Although the CAMCORE and SCNC appear to have expounded different visions on resolving the so called, "Anglophone problem", their efforts have illuminated the problem. Unfortunately, the problem is apt to exacerbate unless and until squarely confronted. Current efforts are directed at the symptoms instead of its root cause; mostly because the protagonists ask the wrong questions and expect a magical emergence of the correct answers.

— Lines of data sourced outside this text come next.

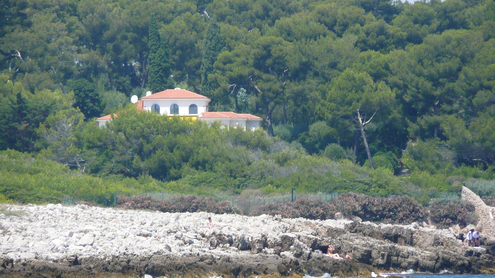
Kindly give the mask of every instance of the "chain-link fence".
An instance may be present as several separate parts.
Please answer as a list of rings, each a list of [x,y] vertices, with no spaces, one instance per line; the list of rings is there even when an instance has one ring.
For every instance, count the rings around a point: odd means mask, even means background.
[[[186,194],[174,192],[143,192],[134,194],[128,193],[119,193],[116,192],[111,195],[92,195],[79,198],[69,198],[66,197],[64,199],[65,204],[75,204],[81,203],[81,202],[91,203],[93,205],[101,206],[115,207],[117,205],[118,195],[126,195],[127,196],[147,196],[155,199],[166,200],[171,199],[177,196]],[[202,194],[201,194],[202,195]],[[259,208],[261,206],[270,203],[277,203],[285,204],[286,202],[290,202],[299,198],[309,198],[311,199],[320,199],[327,202],[332,202],[333,199],[339,196],[339,192],[322,193],[317,194],[297,193],[292,192],[290,193],[281,195],[276,197],[272,198],[243,198],[241,196],[225,195],[204,195],[204,196],[211,197],[215,203],[222,201],[228,201],[233,206],[239,208],[243,213],[247,215],[249,213]]]
[[[115,192],[112,194],[90,195],[78,198],[69,198],[66,196],[64,197],[63,202],[66,205],[91,203],[98,206],[115,207],[117,206],[117,192]]]

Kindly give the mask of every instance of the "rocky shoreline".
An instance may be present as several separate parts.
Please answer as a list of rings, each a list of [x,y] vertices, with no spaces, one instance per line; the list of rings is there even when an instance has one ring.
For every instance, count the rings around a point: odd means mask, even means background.
[[[163,213],[78,205],[3,205],[0,275],[11,277],[369,277],[371,272],[495,274],[495,241],[410,225]],[[211,216],[212,229],[202,228]],[[313,252],[333,244],[351,261]]]

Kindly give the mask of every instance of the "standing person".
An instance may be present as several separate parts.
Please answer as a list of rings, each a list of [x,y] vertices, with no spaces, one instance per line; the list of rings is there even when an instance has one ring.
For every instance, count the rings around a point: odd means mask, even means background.
[[[211,217],[208,218],[208,223],[206,223],[208,229],[213,229],[215,228],[215,223],[211,222]]]
[[[467,232],[467,241],[468,246],[473,246],[473,232],[474,232],[474,229],[471,229],[469,232]]]
[[[477,231],[473,232],[473,240],[474,241],[474,247],[480,247],[480,232]],[[478,245],[476,245],[476,242]]]

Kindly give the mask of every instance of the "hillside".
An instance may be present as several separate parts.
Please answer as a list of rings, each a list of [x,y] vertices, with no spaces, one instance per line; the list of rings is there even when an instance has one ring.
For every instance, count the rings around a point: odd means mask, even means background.
[[[463,183],[495,196],[493,0],[0,3],[2,198],[294,187],[427,205]],[[263,129],[129,101],[174,87]]]

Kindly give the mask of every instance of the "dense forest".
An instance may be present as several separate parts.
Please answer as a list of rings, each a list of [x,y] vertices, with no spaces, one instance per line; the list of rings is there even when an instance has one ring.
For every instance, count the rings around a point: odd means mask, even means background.
[[[463,182],[495,195],[493,0],[0,4],[7,198],[294,187],[426,204]],[[174,87],[208,96],[210,111],[261,117],[263,130],[130,103]]]

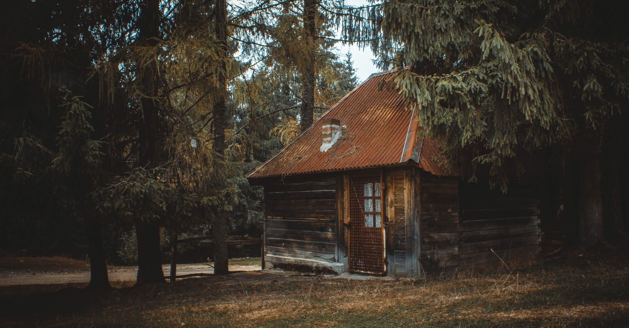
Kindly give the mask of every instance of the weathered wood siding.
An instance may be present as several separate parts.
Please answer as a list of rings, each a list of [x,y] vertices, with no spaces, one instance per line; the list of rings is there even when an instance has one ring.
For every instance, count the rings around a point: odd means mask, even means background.
[[[408,170],[387,172],[386,207],[387,275],[406,276],[406,177]]]
[[[393,214],[395,220],[393,244],[395,260],[395,275],[406,274],[406,214],[404,197],[404,171],[396,171],[393,174]]]
[[[420,260],[434,272],[459,265],[459,178],[418,172],[420,183]]]
[[[268,264],[338,270],[337,185],[337,177],[330,174],[278,178],[264,184]]]
[[[462,183],[460,266],[489,266],[539,252],[539,202],[532,188],[511,186],[509,192]]]

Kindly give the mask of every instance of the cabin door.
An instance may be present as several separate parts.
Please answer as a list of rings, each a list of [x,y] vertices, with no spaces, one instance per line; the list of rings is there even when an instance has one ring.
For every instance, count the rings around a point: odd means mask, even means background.
[[[349,270],[384,273],[384,224],[381,172],[349,177]]]

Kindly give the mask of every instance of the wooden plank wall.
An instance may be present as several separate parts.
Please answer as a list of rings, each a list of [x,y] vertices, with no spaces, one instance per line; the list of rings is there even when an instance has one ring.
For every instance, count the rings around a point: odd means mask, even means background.
[[[337,177],[329,174],[264,184],[266,254],[283,257],[267,261],[311,266],[312,262],[300,259],[337,261]]]
[[[459,265],[459,178],[420,174],[420,260],[427,273]]]
[[[460,189],[460,266],[489,267],[539,252],[541,232],[533,187],[509,186],[508,194],[476,184]]]
[[[396,276],[406,275],[406,214],[404,197],[405,171],[391,172],[392,189],[393,252]],[[389,220],[391,217],[389,217]]]

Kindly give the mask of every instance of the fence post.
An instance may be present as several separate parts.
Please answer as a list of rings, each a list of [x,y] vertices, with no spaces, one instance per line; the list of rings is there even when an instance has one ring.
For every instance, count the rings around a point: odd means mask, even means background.
[[[177,234],[170,235],[170,282],[177,279]]]
[[[260,243],[262,244],[260,246],[260,254],[262,258],[262,264],[260,264],[260,268],[262,268],[262,270],[264,270],[265,263],[264,263],[264,234],[260,236]]]

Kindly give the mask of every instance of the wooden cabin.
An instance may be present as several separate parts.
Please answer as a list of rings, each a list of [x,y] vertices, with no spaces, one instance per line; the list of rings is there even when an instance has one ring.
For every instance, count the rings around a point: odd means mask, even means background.
[[[534,188],[503,194],[442,168],[391,73],[247,175],[264,189],[267,266],[417,277],[537,254]]]

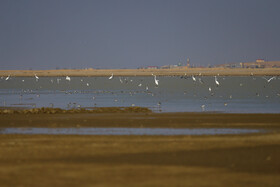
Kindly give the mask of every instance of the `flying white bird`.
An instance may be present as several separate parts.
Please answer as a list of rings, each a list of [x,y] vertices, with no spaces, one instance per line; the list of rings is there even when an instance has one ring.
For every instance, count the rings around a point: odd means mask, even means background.
[[[34,76],[35,76],[36,81],[38,81],[39,77],[36,74]]]
[[[158,86],[159,80],[157,80],[157,77],[155,75],[154,75],[154,78],[155,78],[155,84]]]
[[[112,73],[111,77],[109,77],[109,79],[111,80],[114,77],[114,74]]]
[[[196,81],[196,78],[192,75],[192,79],[193,79],[193,81]]]
[[[205,111],[205,105],[201,105],[202,111]]]
[[[218,82],[218,80],[217,80],[217,77],[215,76],[215,83],[216,83],[216,85],[217,86],[219,86],[220,85],[220,83]]]
[[[271,78],[269,78],[269,79],[263,77],[263,79],[265,79],[265,80],[269,83],[269,82],[272,81],[273,79],[276,79],[276,77],[271,77]]]
[[[123,80],[120,77],[119,77],[119,79],[120,79],[120,82],[123,83]]]
[[[9,79],[10,79],[10,76],[11,76],[11,75],[9,75],[8,77],[6,77],[6,79],[5,79],[5,80],[6,80],[6,81],[7,81],[7,80],[9,80]]]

True, Cameroon comprises of different educational, judicial and linguistic systems, but these are the very unique characteristics that constitute the embodiment of Cameroon's uniqueness and vitality. Incidentally, there are those who are under the illusion that they can eliminate these inherent aspirational national characteristics by reducing them into one system. This is a false interpretation of the meaning of "One and Indivisible Fatherland". Such attempts are not only doomed to fail, but will continue to engender discord. No wonder then that 50+ years after re-unification, Cameroon finds herself at a cross road. Accordingly, "all Cameroonians of good will" should embrace the challenge to incorporate the dynamic characteristics of this vibrant land into a cohesive and truly democratic nation based on the rule of law. To accomplish this objective and, therefore, ensure that the country's territorial integrity remains sacrosanct and indivisible,[4] we must resolve the root cause of the so called "Anglophone problem".


[1] Some authors have referred to the "Anglophone problem" as the "Marginalization of West Cameroonians" by the government of the Republic of Cameroon.

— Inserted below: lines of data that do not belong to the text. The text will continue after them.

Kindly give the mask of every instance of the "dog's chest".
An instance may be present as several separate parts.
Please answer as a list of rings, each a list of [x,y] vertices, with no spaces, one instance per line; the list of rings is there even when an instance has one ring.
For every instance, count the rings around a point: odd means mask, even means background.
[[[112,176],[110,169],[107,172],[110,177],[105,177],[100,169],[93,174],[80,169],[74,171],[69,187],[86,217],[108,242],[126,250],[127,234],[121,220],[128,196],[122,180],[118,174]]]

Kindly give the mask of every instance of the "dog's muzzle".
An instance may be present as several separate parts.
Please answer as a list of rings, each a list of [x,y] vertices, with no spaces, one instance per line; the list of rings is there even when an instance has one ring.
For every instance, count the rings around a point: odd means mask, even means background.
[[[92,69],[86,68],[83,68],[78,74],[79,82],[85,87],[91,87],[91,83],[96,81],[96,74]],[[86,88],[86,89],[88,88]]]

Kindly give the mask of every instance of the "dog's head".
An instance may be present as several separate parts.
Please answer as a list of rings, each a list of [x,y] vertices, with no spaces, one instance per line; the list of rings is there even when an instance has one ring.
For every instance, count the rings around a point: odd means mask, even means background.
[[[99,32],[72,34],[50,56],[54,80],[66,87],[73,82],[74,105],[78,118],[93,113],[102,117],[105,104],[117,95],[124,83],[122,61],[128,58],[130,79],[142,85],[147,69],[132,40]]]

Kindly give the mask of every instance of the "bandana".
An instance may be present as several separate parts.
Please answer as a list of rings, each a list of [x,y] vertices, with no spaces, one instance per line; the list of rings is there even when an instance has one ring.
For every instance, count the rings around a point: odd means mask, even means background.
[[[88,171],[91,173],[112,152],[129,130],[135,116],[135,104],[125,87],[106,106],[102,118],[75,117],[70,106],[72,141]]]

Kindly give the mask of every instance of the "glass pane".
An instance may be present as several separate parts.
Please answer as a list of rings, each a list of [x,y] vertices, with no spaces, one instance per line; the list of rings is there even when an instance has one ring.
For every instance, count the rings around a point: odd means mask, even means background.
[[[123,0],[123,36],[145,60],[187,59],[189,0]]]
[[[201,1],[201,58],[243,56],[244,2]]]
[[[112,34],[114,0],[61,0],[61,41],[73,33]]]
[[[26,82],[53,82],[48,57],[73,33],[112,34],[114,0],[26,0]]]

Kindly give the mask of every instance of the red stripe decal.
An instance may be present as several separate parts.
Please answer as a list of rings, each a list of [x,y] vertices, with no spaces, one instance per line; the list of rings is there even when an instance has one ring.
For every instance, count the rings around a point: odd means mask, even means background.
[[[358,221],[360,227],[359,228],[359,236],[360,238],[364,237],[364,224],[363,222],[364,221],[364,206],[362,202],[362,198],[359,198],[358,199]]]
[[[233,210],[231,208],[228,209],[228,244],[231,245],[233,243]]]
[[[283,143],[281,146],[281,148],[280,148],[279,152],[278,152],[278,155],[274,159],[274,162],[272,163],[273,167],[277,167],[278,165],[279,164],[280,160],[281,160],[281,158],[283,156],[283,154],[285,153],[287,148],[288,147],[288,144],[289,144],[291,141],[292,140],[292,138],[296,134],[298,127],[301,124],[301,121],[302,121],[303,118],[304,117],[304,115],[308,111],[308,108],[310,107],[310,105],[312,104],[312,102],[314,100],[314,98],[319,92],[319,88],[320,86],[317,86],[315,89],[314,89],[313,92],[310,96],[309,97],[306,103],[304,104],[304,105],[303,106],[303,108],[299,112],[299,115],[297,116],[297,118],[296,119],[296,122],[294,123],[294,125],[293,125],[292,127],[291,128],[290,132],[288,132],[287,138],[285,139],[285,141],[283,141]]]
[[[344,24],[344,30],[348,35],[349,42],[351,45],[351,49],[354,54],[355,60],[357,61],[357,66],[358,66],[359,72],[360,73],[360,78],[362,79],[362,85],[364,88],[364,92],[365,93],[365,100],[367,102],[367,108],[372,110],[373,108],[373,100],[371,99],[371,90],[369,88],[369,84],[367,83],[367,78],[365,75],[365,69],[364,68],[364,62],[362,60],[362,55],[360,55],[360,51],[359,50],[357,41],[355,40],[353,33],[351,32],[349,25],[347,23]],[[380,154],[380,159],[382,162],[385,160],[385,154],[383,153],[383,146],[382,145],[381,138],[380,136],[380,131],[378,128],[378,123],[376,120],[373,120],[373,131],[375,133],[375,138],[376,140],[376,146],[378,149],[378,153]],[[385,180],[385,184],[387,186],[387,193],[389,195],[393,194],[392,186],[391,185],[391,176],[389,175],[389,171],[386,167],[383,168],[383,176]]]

[2] CAMCORE is a new entrant, launched in the British House of Commons on November 7, 2011 as part of the "Big Society Initiative for Africa"

[3] "50th Anniversary Celebration of Reunification: The Diasporas to Consolidate Peace and Unity" The Eye Newspaper

http://cameroonlatest.blogspot.com/2012/08/50th-anniversary-celebration-of_24.html

[4] To accomplish this goal, the Right Questions must be posed in order to uncover the right answers. If we keep asking the wrong questions we will keep getting the wrong answers. Sure, some are probably wondering what those correct questions and answers are or where they are? Well, soon we will pose the five burning questions that many in their own way have attempted to answer. In the process, we will explore the root cause of the problem and formulate definitive answers to these questions in the hope to provide a road map conducive to a resolution of the crisis which is actually broader than just the so called "Anglophone problem". We submit that any Cameroonian who does not recognize that there exist the so called "Anglophone problem", is either in denial or disingenuous.